Mengusung bintang-bintang muda: Aurora Ribero sebagai Annisa dan Kevin Ardilova sebagai Satrio di lini pemeran utama.
Film ini sekilas tampak menjanjikan. Apalagi rumah produksi Pichouse Films sebelumnya rajin merilis horor yang agresif secara visual.
Selain Aurora dan Kevin, film ini juga melibatkan aktor pendukung Ariyo Wahab sebagai Ustaz Bagas, yang dalam proses syutingnya bahkan disebut-sebut sampai memperdalam bacaan Al-Quran demi mendalami peran ustaz.
Sekilas tentang Film Pembantaian Dukun Santet
Film Pembantaian Dukun Santet bakal membawa Sobat Yoursay ke sebuah kisah tentang Satrio dan sekelompok anak muda yang mencoba menapaki jalan keimanan di pesantren era 90-an.
Namun, alih-alih mendapatkan ketenangan, mereka justru terseret ke dalam kegelapan yang lebih dalam. Para pemuka agama difitnah sebagai dukun santet lalu dibantai secara keji. Dari situ, kengerian supranatural mulai membayangi mereka. Doa, yang semestinya jadi benteng terakhir, justru jadi pemicu malapetaka.
Impresi Selepas Nonton Film Pembantaian Dukun Santet
Sepanjang ±90 menitan, film ini berjalan dengan tempo yang cepat. Sejak menit-menit awal, aku sudah disuguhi dengan serangan jumpscare yang cukup efektif. Timing-nya bisa dibilang tepat—muncul di saat yang nggak aku duga dan sukses bikin beberapa kali kaget di kursi bioskop.
Dari sisi atmosfer, ‘Pembantaian Dukun Santet’ lumayan berhasil menciptakan suasana yang mencekam, terutama lewat tata suara dan visual hantu yang menyerang secara tiba-tiba.
Namun, setelah beberapa kali terkejut, aku mulai menyadari satu hal yang membuat pengalaman nonton ini terasa kosong: Film ini hanya ingin menakut-nakuti, tanpa benar-benar mengajak aku peduli dengan nasib para karakternya. Ught!
Aku harus akui, akting Aurora Ribero salah satu titik terang di sini. Dia tampil dengan penghayatan yang terasa kuat.

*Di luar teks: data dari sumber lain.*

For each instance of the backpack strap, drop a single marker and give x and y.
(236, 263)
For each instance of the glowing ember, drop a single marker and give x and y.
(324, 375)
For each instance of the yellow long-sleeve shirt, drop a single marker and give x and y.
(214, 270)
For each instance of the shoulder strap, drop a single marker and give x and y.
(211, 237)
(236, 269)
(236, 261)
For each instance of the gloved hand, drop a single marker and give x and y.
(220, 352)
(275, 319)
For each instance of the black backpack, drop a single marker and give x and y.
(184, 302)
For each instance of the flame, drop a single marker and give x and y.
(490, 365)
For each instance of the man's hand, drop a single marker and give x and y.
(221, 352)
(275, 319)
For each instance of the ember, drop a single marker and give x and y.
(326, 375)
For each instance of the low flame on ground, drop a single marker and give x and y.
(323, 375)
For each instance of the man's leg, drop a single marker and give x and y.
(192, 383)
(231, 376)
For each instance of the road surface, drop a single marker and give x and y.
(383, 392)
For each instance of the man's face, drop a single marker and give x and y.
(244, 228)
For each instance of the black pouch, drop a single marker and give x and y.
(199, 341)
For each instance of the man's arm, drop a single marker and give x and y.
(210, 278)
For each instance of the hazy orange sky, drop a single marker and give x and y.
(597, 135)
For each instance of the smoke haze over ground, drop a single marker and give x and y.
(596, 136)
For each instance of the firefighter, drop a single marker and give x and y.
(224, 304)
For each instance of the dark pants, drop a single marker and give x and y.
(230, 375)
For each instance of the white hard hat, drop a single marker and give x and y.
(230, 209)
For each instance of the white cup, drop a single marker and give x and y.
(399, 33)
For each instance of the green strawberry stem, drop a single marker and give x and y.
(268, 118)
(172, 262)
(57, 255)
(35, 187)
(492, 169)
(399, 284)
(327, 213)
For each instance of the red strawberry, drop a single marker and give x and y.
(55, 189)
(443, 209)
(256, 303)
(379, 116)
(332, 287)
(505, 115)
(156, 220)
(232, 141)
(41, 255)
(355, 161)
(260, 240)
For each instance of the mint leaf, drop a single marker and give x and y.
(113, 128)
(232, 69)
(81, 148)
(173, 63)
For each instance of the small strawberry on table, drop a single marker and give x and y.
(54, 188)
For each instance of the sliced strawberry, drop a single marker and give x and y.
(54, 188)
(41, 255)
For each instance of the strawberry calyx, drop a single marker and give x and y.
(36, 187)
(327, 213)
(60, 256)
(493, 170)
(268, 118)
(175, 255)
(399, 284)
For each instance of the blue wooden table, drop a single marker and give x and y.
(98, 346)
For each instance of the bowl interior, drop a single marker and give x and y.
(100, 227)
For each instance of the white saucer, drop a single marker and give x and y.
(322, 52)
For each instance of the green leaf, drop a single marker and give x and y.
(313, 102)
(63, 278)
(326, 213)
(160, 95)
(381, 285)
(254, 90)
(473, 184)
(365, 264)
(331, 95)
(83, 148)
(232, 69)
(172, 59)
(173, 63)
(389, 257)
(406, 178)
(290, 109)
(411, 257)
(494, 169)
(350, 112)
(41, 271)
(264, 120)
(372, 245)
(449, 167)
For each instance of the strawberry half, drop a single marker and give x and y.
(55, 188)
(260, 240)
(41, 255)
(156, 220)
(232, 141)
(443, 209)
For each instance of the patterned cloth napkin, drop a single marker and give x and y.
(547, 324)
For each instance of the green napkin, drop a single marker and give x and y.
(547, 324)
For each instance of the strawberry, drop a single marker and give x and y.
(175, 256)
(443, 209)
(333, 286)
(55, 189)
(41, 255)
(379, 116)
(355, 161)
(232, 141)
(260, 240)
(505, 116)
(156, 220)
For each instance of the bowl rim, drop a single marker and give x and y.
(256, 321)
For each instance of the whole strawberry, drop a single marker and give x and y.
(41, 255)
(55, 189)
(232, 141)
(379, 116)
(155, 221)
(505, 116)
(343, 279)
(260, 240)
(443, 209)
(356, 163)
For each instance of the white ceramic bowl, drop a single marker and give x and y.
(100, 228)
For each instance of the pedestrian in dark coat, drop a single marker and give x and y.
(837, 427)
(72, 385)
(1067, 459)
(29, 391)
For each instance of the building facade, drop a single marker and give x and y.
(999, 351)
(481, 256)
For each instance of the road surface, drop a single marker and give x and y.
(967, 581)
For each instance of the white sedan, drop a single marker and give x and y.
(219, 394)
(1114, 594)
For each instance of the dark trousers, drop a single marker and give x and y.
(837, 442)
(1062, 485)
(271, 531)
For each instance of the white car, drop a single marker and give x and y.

Sayangnya, naskah film ini nggak cukup ngasih fondasi karakternya sebagai Annisa yang kokoh. Annisa diposisikan sebagai “penyelamat” dari segala konflik, tapi aku nggak pernah benar-benar diberikan alasan kenapa justru dia yang harus memikul beban itu. Alhasil, perannya terasa janggal di mataku, seolah-olah plot memaksanya menjadi tokoh sentral tanpa proses yang logis.
Di sisi lain, Kevin Ardilova sebenarnya punya potensi untuk tampil menonjol dalam karakternya sebagai Satrio. Aku sempat menaruh harapan pada dinamika antara karakternya dengan tokoh yang diperankan Aurora. Sayangnya, lagi-lagi, chemistry mereka terasa lemah. Hubungan pertemanan yang seharusnya bisa jadi pegangan emosional justru tampak tipis, nyaris seperti formalitas belaka. Nggak ada momen-momen kecil yang bikin aku percaya kalau mereka benar-benar punya ikatan yang kuat.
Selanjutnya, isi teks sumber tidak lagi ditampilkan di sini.